On December 13, 2012, American Equity Investment Life Holding Company (the
"Company") entered into new Change in Control Agreements (the "Change in Control
Agreements") with each of Ted M. Johnson, the Chief Financial Officer and
Treasurer of the Company and Ronald J. Grensteiner, the President of American
Equity Investment Life Insurance Company, a wholly owned subsidiary of the
Company (the "Executives"). The Change in Control Agreements are based on the
Form of Change in Control Agreement attached hereto as Exhibit 10.1.
Under the Change in Control Agreements, if within thirty-six months following a
change in control of the Company (i) such Executive's employment is terminated
by the Company other than for cause or (ii) such Executive's employment is
terminated by the Executive for good reason, then such Executive is entitled to
certain severance payments and benefits. The severance payments include a lump
sum cash payment within five days of the Executive's termination of employment
equal to three times the amount of the Executive's base salary plus three times
the amount of such Executive's target annual cash bonus and the lump sum cash
payment of a pro-rated bonus for the year of termination to be paid based on
actual achievement of performance and at the same time bonuses are paid to other
executives. The Change in Control Agreements also provide for the continuation
of health, dental and life insurance benefits during the thirty-six month period
following the date of the Executive's termination of employment.

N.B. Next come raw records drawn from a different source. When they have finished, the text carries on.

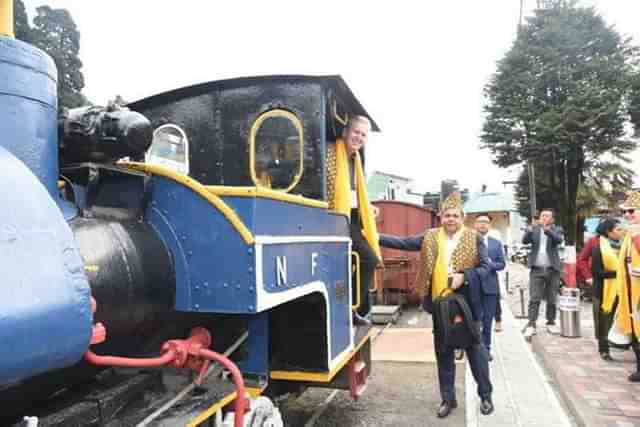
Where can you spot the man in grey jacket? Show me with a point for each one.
(544, 277)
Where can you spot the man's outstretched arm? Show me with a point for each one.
(411, 243)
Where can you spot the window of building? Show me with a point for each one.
(276, 150)
(170, 148)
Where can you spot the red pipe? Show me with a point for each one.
(128, 362)
(240, 404)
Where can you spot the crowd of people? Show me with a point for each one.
(609, 263)
(464, 262)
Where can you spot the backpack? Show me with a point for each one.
(455, 328)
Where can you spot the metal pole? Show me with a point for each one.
(522, 315)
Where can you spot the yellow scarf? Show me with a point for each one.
(434, 270)
(342, 195)
(625, 312)
(609, 286)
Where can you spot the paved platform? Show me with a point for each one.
(597, 393)
(522, 393)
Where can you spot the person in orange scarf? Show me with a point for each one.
(450, 257)
(347, 195)
(627, 317)
(604, 266)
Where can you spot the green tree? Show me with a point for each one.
(55, 32)
(567, 84)
(21, 22)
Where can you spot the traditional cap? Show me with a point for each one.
(453, 201)
(632, 201)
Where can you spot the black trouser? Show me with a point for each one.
(543, 284)
(602, 322)
(478, 359)
(368, 262)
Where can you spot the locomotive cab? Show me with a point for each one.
(259, 144)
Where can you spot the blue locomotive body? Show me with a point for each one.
(216, 217)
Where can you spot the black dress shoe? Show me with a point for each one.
(446, 407)
(606, 356)
(486, 406)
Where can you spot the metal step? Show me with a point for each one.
(383, 314)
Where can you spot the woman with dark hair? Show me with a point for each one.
(604, 265)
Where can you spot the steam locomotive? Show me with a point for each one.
(142, 243)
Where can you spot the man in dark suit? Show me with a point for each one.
(489, 291)
(544, 277)
(450, 256)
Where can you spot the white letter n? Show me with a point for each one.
(281, 263)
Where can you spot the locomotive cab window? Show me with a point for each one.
(276, 150)
(170, 148)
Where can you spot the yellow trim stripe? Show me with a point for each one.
(265, 193)
(320, 377)
(212, 410)
(253, 392)
(198, 188)
(6, 18)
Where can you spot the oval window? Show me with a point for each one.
(276, 150)
(170, 148)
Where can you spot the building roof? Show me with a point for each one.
(392, 176)
(376, 184)
(489, 202)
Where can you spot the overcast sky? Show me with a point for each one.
(417, 67)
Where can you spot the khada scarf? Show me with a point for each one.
(434, 269)
(339, 191)
(628, 261)
(610, 286)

In consideration of the severance benefits, during the term of each Executive's
Change in Control Agreement and during the thirty-six month period following the
date of the Executive's termination of employment, such Executive (a) must
maintain certain confidentiality obligations and (b) may not (i) solicit or
entice any other employee to leave the Company or its affiliates to go to work
for any competitor, or (ii) request or advise a customer or client of the
Company or its affiliates to curtail or cancel its business relationship with
the Company or its affiliates.
The Change in Control Agreements also provide that if the payments and benefits
provided to the Executive would constitute an "excess parachute payment" for
purposes of Section 280G of the Internal Revenue Code of 1986, as amended (the
"Code"), the Executive will either have his payments and benefits reduced to the
highest amount that could be paid without triggering Section 280G of the Code
or, if greater, receive the after-tax amount of his payment and benefits taking
into account the excise tax imposed under Section 4999 of the Code and any
applicable federal, state and local taxes.
The foregoing description of the Change in Control Agreements is qualified in
its entirety by the terms of the Form of Change in Control Agreement, which is
attached hereto as Exhibit 10.1 and incorporated herein by reference.
Item 9.01 Financial Statements and Exhibits
(d) Exhibits
The following exhibits are being furnished with this Form 8-K.
Exhibit
Number Description
10.1 Form of Change of Control Agreement.